Am besten läuft im Giodi ganz klar die Pastinaken-Tajine mit Süsskartoffeln, Karotten, Tahini-Joghurt, Mandel-Couscous und Granatapfel.

Beliebt bei Einheimischen

Inzwischen machen 60 Prozent der Gäste im vegetarisch-veganen Restaurant Einheimische aus. «Sie sind neugierig. Viele vermissten bis anhin ein breites vegetarisches oder veganes Angebot in der Region», berichtet Yvonne Urban.

Der Erfolg spricht für sich: «Gäste buchen teilweise extra bei uns im Hotel wegen unseres vegetarischen Restaurants», freut sich die Direktorin.

Den Halbpension-Gästen stehen deshalb vermehrt fleischlose Alternativen zur Verfügung.
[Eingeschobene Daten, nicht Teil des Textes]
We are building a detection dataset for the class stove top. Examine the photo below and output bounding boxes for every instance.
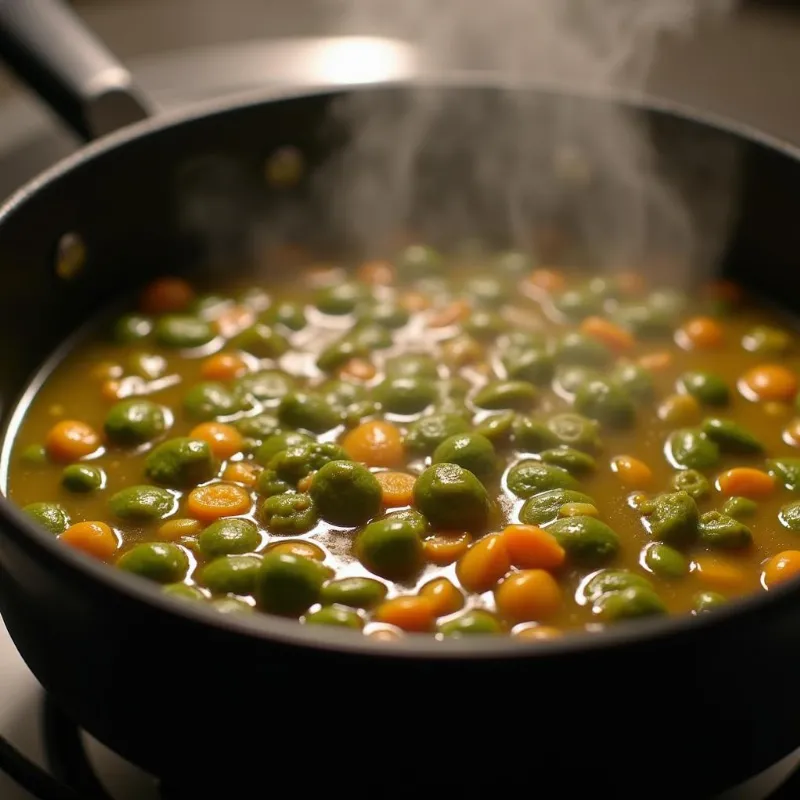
[2,29,800,800]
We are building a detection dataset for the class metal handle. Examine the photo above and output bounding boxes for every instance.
[0,0,152,140]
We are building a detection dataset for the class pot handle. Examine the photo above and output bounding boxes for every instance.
[0,0,152,140]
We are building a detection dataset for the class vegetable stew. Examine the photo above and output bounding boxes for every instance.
[8,246,800,640]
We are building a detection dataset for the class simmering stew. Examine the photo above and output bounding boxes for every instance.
[7,247,800,640]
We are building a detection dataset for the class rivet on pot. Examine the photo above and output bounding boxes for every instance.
[55,232,86,280]
[265,146,304,188]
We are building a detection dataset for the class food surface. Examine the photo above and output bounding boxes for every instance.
[7,247,800,640]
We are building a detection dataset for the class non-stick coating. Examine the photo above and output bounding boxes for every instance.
[0,82,799,794]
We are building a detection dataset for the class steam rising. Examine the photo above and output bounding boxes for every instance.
[316,0,740,280]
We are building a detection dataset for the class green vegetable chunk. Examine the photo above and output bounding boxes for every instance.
[62,464,105,493]
[260,492,318,534]
[199,518,261,558]
[722,496,758,519]
[574,378,635,428]
[163,583,206,602]
[356,516,424,580]
[741,325,790,355]
[644,491,699,545]
[183,382,243,421]
[256,469,293,498]
[114,313,152,343]
[546,413,600,451]
[254,552,330,615]
[228,324,288,358]
[413,463,490,531]
[200,554,262,595]
[154,315,215,348]
[439,610,503,636]
[666,428,720,470]
[669,469,710,499]
[255,431,313,466]
[592,586,667,621]
[767,458,800,491]
[540,447,596,474]
[310,461,382,527]
[104,399,168,445]
[405,412,470,455]
[277,393,342,434]
[676,371,730,406]
[547,516,620,564]
[612,363,655,401]
[234,370,295,405]
[315,282,371,315]
[519,489,595,527]
[22,502,70,534]
[506,460,579,499]
[145,438,216,487]
[320,577,387,609]
[432,433,497,482]
[472,380,537,411]
[555,332,612,366]
[109,485,176,520]
[305,605,364,629]
[268,442,349,483]
[701,418,763,453]
[374,377,437,415]
[698,511,753,550]
[117,543,189,583]
[692,591,727,614]
[582,569,653,601]
[642,543,688,579]
[779,500,800,532]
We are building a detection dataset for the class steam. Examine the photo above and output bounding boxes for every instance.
[314,0,740,280]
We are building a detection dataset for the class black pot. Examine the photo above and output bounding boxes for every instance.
[1,2,799,796]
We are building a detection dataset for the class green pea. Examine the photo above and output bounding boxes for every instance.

Das Frühstücksangebot wurde aufgrund der Nachfrage mit Hummus und gebratenem Gemüse angereichert.

Hotel Adula, Flims

Auch das Hotel Adula in Flims geht mit der Zeit. Im Zuge seiner Neupositionierung eröffnete das Viersternehotel in der Bündner Survelva das Restaurant La Clav.

Dieses hat sich auf die Fahne geschrieben, Bündner Gerichte ausschliesslich vegetarisch oder gar vegan anzubieten. Gerichte wie die Südbündner Pizzoccheri mit Kartoffeln, Wirz, Birne, Bergkäse, Salbei und Röstzwiebeln oder das vegane Gericht Hirse-Capuns mit Mangold, Räucherpaprikacreme und Mandelmilch-Velouté kommen gut an.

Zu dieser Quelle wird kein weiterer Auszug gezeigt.